New Delhi has agreed to buy the Hawk jet trainer from the UK's BAE Systems, ending years of indecision over the deal.
The government has been close to approving the purchase on several occasions since the early 1980s but each time political sensitivities led to the deal's collapse. The 800m ($1.3bn) order for 66 jets is part of a 1.1bn training deal, which will initially see Indian air force pilots trained in the UK.
Persistent corruption claims have dogged attempts by the Indian military to modernise its equipment following the Swedish Bofors gun scandal in the late 1980s, which led to the collapse of Rajiv Gandhi's government.
George Fernandes, India's defence minister, was forced to resign two years ago after defence officials were filmed taking bribes. He was reinstated soon afterwards.
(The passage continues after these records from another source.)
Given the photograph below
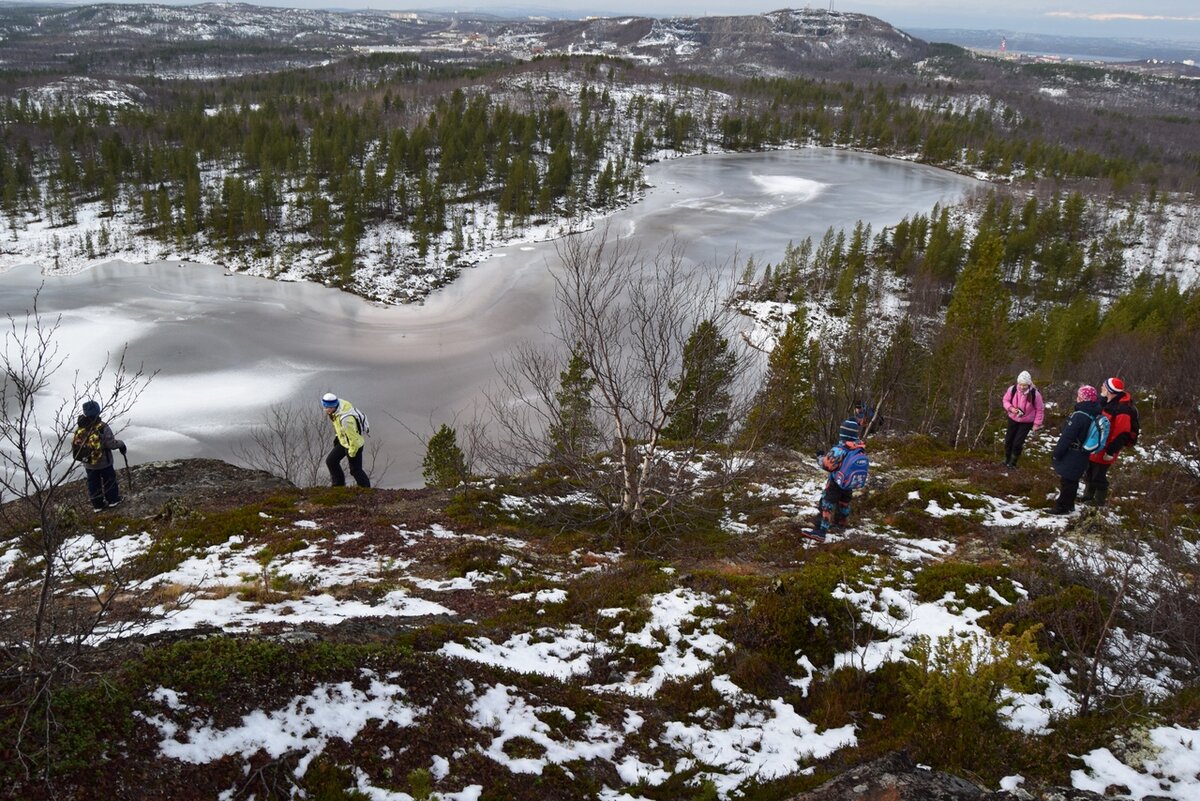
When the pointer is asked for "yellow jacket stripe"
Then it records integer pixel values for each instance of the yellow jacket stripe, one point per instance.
(346, 427)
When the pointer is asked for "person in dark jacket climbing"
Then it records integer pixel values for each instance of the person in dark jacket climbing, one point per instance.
(1069, 458)
(833, 507)
(1123, 429)
(93, 446)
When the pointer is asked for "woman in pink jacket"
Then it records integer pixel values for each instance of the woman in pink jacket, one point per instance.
(1023, 404)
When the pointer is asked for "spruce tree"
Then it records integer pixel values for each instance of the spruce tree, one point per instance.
(574, 434)
(701, 404)
(444, 464)
(783, 409)
(976, 342)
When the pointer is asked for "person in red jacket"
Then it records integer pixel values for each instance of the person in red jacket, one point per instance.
(1123, 431)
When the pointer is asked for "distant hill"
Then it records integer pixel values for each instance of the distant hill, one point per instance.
(126, 37)
(1109, 49)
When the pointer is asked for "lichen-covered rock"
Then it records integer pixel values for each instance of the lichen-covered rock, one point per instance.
(895, 777)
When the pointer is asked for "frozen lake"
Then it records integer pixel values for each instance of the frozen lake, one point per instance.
(229, 347)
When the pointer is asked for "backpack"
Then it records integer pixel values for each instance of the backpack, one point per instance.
(87, 445)
(852, 473)
(360, 419)
(1097, 434)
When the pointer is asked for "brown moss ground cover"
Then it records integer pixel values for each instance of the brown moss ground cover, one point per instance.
(771, 597)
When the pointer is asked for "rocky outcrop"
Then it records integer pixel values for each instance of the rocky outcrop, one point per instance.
(895, 777)
(151, 488)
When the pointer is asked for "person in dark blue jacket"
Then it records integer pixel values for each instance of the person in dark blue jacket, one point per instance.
(1069, 458)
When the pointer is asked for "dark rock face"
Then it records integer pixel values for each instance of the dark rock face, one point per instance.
(895, 777)
(150, 488)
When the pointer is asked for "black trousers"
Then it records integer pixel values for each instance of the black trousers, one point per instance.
(102, 488)
(1097, 476)
(1067, 491)
(334, 462)
(1014, 439)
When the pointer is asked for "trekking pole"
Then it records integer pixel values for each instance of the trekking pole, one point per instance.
(129, 474)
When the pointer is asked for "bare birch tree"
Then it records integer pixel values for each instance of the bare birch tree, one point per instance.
(629, 320)
(77, 582)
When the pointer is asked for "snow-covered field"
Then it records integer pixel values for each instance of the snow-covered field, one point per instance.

Other attempts to sell the Hawk to India were stymied by sanctions imposed by western nations after India conducted nuclear tests in 1998.
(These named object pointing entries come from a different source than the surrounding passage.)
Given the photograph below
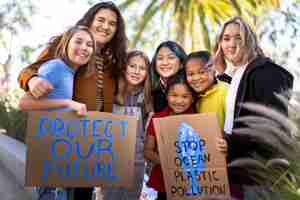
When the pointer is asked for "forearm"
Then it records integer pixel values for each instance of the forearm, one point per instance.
(25, 75)
(29, 103)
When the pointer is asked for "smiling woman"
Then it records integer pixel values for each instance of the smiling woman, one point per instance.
(106, 23)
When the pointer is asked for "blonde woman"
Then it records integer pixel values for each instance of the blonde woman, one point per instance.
(255, 78)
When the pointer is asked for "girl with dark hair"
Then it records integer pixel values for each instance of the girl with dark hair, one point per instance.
(77, 48)
(256, 79)
(134, 99)
(167, 60)
(106, 23)
(179, 101)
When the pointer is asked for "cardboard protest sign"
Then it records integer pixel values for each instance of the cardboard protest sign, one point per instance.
(67, 151)
(192, 166)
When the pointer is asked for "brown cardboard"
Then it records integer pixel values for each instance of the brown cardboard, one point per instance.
(39, 150)
(213, 179)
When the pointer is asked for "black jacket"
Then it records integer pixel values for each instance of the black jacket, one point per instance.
(260, 81)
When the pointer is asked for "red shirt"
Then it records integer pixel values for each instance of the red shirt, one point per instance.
(156, 180)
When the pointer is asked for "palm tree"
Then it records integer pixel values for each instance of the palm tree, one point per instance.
(193, 15)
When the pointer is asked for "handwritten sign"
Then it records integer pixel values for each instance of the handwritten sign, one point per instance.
(192, 166)
(67, 151)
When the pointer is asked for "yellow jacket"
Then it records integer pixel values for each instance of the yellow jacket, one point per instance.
(214, 100)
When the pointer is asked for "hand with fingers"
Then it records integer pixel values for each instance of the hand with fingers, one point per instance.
(79, 108)
(39, 87)
(222, 145)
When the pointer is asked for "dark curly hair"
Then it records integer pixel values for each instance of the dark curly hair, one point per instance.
(117, 46)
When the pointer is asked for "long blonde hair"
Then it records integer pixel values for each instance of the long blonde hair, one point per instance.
(123, 91)
(249, 47)
(62, 47)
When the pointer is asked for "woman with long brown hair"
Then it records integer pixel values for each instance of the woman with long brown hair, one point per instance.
(256, 79)
(107, 26)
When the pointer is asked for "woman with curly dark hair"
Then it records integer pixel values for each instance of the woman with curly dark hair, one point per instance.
(96, 91)
(107, 25)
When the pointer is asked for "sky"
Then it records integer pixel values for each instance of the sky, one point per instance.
(54, 17)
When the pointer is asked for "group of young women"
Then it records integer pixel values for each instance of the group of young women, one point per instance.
(89, 68)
The decision was postponed again last year at the last minute after US lobbying on behalf of a rival Czech jet trainer made by Vodochody, which is 35 per cent controlled by Boeing.
Analysts said India's largest defence purchase in more than a decade paved the way for more foreign arms contracts, including a deal with Israel for early warning aircraft. Uday Bhaskar, deputy director of the state-funded Institute for Defence Studies and Analyses, said: "I hope [the Hawk deal] now gives the green light for further procurement."
The initial batch of about 24 jets will be manufactured in the UK with the remainder built in India under licence by Hindustan Aeronautics.
The Hawk is the most successful aircraft of its type in the world. It is used by both the Royal Air Force and the US Navy. India becomes the 19th customer and the deal takes the sales of the aircraft to more than 800. The sub-sonic aircraft is primarily designed to train pilots to fly high-performance jets.
The Indian order, and a UK decision last month to buy 20 Hawks, will safeguard thousands of British aerospace jobs, which were under threat as orders began to dry up.
It will also provide a small boost for Geoff Hoon, UK defence secretary, who is under pressure because of Lord Hutton's inquiry into the death of David Kelly, the scientist at the heart of the Iraq weapons row which has plunged the British government into crisis.
Mr Hoon overrode advice from his officials that the jet was too expensive and snubbed Treasury demands that foreign companies should be allowed to compete for the UK contract.